London – The Scythian people, predecessors of the Mongols, ruled a massive area of the Eurasian steppe located between Northern China and the Black Sea, between the ninth and the second century B.C. Little has been known about their culture, until now.

The “Scythians: Warriors of Ancient Siberia” exhibition was launched at the British Museum in London to change the people’s perception of this ancient culture.

Back then, people feared the Scythians, calling them “warriors on horseback”. They used to drink milk from the skulls of their enemies, tattoo themselves with charcoal and consume cannabis.

The Scythians, who spoke Persian, had no written language, so information about them comes from ancient Greeks, Assyrians and Persians.

The exhibition’s website reads: “For centuries, all traces of their culture was missing, and buried under the ice.”

The exhibition, which runs until January 14, wonders whether the civilization is the inspiration behind the famous “Game of Thrones” book and television series.

Most of the 200 pieces featured in the exhibition come from southern Siberia.
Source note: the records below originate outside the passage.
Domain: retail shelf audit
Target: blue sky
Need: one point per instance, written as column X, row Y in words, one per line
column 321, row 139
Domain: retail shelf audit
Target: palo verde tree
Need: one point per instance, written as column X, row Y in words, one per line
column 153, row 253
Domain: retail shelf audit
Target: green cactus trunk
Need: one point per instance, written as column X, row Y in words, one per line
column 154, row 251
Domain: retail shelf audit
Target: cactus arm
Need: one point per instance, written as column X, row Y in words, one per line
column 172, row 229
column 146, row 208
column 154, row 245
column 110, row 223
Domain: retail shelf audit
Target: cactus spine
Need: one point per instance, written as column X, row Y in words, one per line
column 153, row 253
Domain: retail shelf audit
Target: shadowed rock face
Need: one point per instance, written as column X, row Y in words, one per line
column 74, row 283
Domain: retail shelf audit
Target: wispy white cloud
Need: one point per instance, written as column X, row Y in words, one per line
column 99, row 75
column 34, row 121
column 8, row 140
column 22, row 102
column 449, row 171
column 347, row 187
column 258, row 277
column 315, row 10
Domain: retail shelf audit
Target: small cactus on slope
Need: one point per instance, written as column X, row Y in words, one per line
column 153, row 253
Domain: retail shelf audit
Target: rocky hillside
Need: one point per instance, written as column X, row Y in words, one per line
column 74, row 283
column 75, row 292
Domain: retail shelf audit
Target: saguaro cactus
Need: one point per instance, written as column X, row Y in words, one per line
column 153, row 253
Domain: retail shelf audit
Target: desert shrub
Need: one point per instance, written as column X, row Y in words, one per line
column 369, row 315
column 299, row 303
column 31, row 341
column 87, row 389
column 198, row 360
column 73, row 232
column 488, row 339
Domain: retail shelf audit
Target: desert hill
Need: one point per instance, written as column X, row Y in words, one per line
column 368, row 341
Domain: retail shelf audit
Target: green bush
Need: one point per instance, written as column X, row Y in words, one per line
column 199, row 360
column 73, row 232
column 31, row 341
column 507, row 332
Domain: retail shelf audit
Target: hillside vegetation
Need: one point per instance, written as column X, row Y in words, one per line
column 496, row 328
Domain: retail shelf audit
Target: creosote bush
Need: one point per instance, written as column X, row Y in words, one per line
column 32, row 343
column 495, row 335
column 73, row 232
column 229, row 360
Many of them are borrowed from the Hermitage Museum in St. Petersburg and are being exhibited outside of Russia for the first time.

The artifacts are are well preserved because they have been buried under ice in the burial hills and tombs of the Altai Mountains in Central Asia.

The exhibit includes pieces discovered at archaeological excavations during the rule of Russia’s Peter the Great in the early 18th century. They include the head of a chief from Scythian tribal, displaying his tattooed skin and glittering gold necklaces. Other pieces include embellished gold for men and women, pendants, leather shoes, and some well-preserved pieces of cheese.

According to the German News Agency (dpa), the exhibit also features engraved stone and massive sarcophagi.

The Scythians, predecessors of the Huns and Mongols, revered horses and relied on them in their wars. Horses, adorned with heavy embellishments, were often buried with their owners to accompany them in their afterlife.